TIGHTENING credit conditions have broadly put a squeeze on loans to developers, but residual stock loans present a variety of opportunities in different situations to obtain financing, according to Development Finance Partners.
Residual stock loans are written against the completed lot, in a development or lots. That forms the security and the loan is secured against that. They can be short-term, medium-term or longer-term.
DFP’s founder and managing director Matthew Royal explains that there are a number of circumstances in which it would make sense for developers to obtain a residual stock loan, including if there’s a high cost of capital in other parts of the capital structure, and when a developer wants to be able to access their equity that is embedded still within unsold stock.

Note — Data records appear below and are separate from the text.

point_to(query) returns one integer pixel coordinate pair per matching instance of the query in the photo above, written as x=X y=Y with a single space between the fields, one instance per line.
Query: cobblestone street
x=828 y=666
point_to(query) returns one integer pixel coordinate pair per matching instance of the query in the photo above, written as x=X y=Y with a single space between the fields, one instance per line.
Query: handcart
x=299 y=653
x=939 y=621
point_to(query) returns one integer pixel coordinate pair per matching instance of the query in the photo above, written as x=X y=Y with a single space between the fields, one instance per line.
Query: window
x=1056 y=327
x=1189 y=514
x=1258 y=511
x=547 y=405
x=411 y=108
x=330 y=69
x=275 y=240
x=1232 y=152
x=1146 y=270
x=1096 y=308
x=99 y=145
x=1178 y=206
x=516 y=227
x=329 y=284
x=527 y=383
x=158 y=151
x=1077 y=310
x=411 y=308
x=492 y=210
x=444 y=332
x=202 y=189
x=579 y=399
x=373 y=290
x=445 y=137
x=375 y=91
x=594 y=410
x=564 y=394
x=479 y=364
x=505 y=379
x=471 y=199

Royal said the main benefit of residual stock finance to most developers is working capital.
“Working capital often becomes the lifeboat of property developers, especially in a market where presales rates are slow and the settlement rate is slow.
“The forecast that they had in their group for projects to be able to commence, and then complete with capital and profit returns coming back and all of the assumptions that go with the group’s overall forward cash flow, can be significantly impacted if there is a delay in settlements occurring, a delay in projects commencing.
“Residual stock loans, especially residual stock loans that have a revolving line of credit, where you can swap securities in and out over a period of time, it just allows the bigger property developer to reduce some of the lumpiness and the big peaks and troughs in their cash flow out.
“It gives them a more reliable source of capital and certainly potentially at quite low rates.” Royal said.